Donald Trump

Pentagon Papers Whistleblower Warns History Is Repeating

More than 45 years after he first leaked the Pentagon Papers, whistleblower Daniel Ellsberg sees history repeating.

The biggest threat now is raising an armed conflict with a nuclear power as President Donald Trump intercedes in Syria. 

"This week, things are looking very ominous to me," he said.  

Speaking with alumni at the Haverford School outside Philadelphia, the 85-year-old former Marine recounted his journey from alleged traitor to celebrated patriot credited with helping to end the war in Vietnam.

The Pentagon Papers comprised a complete documentation of U.S. involvement in Vietnam from 1945 to 1967, including civilian bombings in Cambodia and Laos and the potential for nuclear war. It was ordered by the acting presiding general, who kept the study secret from then-President Lyndon B. Johnson.

“I felt it shouldn’t be just me who knew this history,” Ellsberg said of his leaking the top secret documents. “It changed my mind so much as to the legitimacy of what we had been doing from the start. In fact, I saw no legitimacy.”

Photos: Pentagon Papers Whistle-blower Sees Parallels to Modern Wars

But perhaps the biggest secret contained therein was the U.S. military’s knowledge that the war could not be won.

“What I saw was that my country was on a wrong course, had been lied into it and was going to continue to … get worse with the public being very deceived,” he said.

The story of how Ellsberg copied these documents is the stuff of Hollywood movies. The former first lieutenant had been working as a high level nuclear war strategist at the RAND Corporation after being honorably discharged. Through his time in Vietnam and at the Pentagon, Ellsberg sensed the war could not be won by foreign forces.

“I assumed that the war was justified … however hopeless it might be,” Ellsberg said. “But when I read the study I thought ‘No, it had never been justified.’ We had no business, no right, to be killing anyone in [the region].”

Disenchanted with U.S. leadership, Ellsberg took the documents out of a safe in his office, volume by volume, and copied all 7,000 pages at a small advertising company owned by a colleague’s girlfriend. It took all night to Xerox the documents, he said.

Ellsberg turned the evidence over to the Senate Foreign Relations Committee expecting a hearing. When his revelations went ignored, he turned to the next best thing: the New York Times.
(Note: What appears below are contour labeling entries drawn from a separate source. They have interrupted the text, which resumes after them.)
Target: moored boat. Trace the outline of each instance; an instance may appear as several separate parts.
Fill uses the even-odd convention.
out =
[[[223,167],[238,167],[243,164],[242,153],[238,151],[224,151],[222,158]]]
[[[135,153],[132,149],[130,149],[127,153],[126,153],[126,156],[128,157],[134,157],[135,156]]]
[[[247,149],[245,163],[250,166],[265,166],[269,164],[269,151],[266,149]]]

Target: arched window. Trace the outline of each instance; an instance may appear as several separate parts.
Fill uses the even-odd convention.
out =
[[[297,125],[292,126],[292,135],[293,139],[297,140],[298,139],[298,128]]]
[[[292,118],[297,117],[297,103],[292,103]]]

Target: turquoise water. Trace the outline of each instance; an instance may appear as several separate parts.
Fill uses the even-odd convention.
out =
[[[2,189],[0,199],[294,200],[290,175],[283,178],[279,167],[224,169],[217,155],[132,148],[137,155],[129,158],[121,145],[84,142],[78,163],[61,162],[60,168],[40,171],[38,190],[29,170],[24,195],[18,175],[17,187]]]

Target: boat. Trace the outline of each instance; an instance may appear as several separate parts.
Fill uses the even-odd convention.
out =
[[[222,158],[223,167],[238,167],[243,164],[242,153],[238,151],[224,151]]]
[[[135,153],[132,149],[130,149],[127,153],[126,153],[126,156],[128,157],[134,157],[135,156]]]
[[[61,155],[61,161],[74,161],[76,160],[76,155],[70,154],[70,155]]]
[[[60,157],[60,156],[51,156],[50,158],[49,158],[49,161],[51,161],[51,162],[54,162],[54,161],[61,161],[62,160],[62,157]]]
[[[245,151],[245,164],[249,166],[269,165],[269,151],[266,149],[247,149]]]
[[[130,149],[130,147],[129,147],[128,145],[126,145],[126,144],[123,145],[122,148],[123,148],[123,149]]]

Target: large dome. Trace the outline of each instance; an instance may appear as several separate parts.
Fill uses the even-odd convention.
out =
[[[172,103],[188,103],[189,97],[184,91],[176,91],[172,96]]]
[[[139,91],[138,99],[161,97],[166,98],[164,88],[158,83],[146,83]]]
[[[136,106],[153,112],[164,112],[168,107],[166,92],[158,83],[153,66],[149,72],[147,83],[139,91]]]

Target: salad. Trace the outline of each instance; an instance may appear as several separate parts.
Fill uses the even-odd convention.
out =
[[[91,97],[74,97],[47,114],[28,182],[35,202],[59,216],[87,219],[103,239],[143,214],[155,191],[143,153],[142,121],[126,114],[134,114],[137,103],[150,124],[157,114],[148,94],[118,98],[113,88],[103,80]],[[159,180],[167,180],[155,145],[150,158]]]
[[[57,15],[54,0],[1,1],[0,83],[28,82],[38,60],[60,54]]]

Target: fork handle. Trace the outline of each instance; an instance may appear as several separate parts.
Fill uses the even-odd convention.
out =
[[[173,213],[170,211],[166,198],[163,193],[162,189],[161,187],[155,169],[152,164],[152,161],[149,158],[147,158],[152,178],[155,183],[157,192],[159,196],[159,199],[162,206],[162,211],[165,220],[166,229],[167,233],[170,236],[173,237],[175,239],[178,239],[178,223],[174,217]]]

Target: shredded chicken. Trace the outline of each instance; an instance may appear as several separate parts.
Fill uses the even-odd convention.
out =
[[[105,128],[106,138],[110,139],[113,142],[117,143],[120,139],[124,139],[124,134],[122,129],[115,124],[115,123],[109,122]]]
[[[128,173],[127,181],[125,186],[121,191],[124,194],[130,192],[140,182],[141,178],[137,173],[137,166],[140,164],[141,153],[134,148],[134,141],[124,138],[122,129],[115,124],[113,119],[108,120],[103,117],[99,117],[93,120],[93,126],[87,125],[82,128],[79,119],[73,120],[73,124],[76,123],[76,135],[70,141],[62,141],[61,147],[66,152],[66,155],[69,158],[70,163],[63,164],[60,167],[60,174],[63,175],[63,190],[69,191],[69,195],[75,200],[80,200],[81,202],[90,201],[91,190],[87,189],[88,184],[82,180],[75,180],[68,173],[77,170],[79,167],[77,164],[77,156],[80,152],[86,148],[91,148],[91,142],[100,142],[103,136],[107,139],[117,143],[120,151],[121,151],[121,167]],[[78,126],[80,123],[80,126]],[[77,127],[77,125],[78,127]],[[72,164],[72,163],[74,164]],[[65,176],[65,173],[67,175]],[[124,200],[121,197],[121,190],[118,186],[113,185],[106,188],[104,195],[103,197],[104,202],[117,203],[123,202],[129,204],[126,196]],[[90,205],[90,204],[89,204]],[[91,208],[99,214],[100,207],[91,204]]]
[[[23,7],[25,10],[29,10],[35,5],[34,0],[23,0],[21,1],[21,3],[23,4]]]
A nine part series ran in 1971 after being delayed for two weeks by the Nixon administration. During the delay Ellsberg leaked the documents to the Washington Post and other media outlets. Eventually, freedom of speech won out and the world was finally privy to the Pentagon Papers.
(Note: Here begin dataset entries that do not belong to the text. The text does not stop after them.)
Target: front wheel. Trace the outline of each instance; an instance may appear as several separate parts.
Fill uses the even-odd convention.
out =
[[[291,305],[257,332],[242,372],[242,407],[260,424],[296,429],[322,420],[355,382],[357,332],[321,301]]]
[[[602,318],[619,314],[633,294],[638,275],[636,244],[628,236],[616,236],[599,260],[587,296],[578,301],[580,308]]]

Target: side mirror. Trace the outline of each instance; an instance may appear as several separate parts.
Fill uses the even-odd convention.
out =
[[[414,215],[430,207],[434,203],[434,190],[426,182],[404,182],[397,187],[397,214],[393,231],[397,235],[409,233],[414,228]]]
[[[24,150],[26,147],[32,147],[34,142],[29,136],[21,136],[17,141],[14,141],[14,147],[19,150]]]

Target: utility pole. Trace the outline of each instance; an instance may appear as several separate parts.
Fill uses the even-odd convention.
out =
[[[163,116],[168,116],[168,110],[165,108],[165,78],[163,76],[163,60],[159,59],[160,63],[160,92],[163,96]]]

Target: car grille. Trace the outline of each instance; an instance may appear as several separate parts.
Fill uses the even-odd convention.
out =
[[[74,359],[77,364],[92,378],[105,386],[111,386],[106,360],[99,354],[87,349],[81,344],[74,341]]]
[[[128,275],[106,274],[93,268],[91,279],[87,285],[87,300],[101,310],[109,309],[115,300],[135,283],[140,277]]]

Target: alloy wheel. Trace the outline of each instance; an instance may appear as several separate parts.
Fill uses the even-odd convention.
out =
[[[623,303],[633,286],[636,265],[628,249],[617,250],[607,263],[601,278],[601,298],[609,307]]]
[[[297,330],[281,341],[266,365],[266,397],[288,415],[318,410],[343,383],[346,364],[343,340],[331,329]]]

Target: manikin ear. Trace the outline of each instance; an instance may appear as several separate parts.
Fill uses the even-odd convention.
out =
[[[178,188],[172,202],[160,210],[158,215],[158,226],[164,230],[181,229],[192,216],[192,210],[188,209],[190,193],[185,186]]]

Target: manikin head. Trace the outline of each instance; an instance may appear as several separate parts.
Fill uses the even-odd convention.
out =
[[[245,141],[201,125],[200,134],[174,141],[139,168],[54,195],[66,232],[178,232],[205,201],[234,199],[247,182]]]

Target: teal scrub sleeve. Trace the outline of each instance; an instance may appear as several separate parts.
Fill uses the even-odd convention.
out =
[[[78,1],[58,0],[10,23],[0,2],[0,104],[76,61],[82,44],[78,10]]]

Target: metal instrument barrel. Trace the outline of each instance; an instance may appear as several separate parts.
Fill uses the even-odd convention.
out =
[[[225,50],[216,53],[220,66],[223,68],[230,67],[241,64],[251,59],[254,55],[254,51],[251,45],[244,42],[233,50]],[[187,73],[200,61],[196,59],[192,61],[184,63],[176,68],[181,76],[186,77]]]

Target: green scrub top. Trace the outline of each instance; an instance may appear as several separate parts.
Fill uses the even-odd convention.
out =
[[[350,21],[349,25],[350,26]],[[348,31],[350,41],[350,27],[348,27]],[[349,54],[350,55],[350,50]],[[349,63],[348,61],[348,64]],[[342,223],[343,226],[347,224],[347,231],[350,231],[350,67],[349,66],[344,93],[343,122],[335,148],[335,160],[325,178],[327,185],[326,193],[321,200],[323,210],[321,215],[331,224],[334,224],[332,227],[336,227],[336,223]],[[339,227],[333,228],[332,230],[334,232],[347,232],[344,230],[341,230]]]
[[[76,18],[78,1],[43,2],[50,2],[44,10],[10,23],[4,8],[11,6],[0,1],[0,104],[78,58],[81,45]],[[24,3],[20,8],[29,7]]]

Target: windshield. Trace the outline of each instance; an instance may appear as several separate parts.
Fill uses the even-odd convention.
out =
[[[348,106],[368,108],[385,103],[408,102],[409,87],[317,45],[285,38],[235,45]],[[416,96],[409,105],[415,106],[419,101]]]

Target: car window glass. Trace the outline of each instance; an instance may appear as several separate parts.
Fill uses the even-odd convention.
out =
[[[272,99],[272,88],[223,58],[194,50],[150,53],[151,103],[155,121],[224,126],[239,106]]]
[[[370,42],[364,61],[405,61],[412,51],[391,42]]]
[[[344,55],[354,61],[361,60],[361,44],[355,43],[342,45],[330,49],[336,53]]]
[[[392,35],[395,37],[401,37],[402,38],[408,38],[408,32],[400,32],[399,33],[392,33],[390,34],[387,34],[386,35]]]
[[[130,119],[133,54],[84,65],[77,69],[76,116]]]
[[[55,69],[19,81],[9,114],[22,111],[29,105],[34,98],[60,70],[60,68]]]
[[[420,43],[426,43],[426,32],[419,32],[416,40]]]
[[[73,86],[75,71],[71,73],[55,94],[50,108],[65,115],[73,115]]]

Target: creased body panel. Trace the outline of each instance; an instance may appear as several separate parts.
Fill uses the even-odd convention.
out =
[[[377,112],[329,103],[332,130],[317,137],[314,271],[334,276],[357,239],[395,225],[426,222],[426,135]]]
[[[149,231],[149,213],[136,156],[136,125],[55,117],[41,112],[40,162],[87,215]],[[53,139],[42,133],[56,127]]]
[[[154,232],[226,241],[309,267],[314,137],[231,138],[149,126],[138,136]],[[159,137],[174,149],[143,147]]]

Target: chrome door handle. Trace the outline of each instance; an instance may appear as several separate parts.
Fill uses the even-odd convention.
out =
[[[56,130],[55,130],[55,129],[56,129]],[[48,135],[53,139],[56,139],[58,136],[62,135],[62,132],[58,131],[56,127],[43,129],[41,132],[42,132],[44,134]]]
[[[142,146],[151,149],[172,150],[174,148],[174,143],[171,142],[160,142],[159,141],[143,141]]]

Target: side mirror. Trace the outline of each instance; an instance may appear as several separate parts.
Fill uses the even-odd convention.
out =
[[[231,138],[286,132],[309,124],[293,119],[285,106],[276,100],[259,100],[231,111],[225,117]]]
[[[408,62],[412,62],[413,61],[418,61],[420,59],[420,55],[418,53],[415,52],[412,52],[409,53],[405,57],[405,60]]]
Ellsberg was charged under the Espionage Act but later acquitted under the First Amendment. He was Edward Snowden before wiretapping. Julian Assange before Wikileaks. The Pentagon Papers were an embarrassment not just to the armed forces, but to former presidents Johnson and Richard Nixon, both who vowed to negotiate an end to the bloody conflict during their respective administrations.

It would take another several years before the conflict would officially end. When it finally did, the U.S. had spent 20 years at war. Countless of lives were lost or changed forever.

Despite Ellsberg’s best efforts, the United States continues to pursue a policy of dirty wars into present day, he said. Current conflicts in the Middle East feel all too familiar to the whistleblower.

NBC10’s Alicia Lozano sits down with Daniel Ellsberg to discuss Iraq

“We were essentially lied into a war in the same egregious way,” he said. “And we’re still there. It’s been 16 years that we’ve been in Afghanistan and Iraq.”

Now the United States is poised dangerously close to yet another quagmire. Trump’s recent missile strike against Syrian forces could signal the beginning of another prolonged and deadly conflict that will cost more American lives. Ellsberg is calling for a more nuanced approach. 

“Any president who has gone that far will find it hard to get out of it,” Ellsberg said. “Unless we reach some arrangements with the Russians there is the danger, in this case, of a much greater war than was true even in Vietnam.”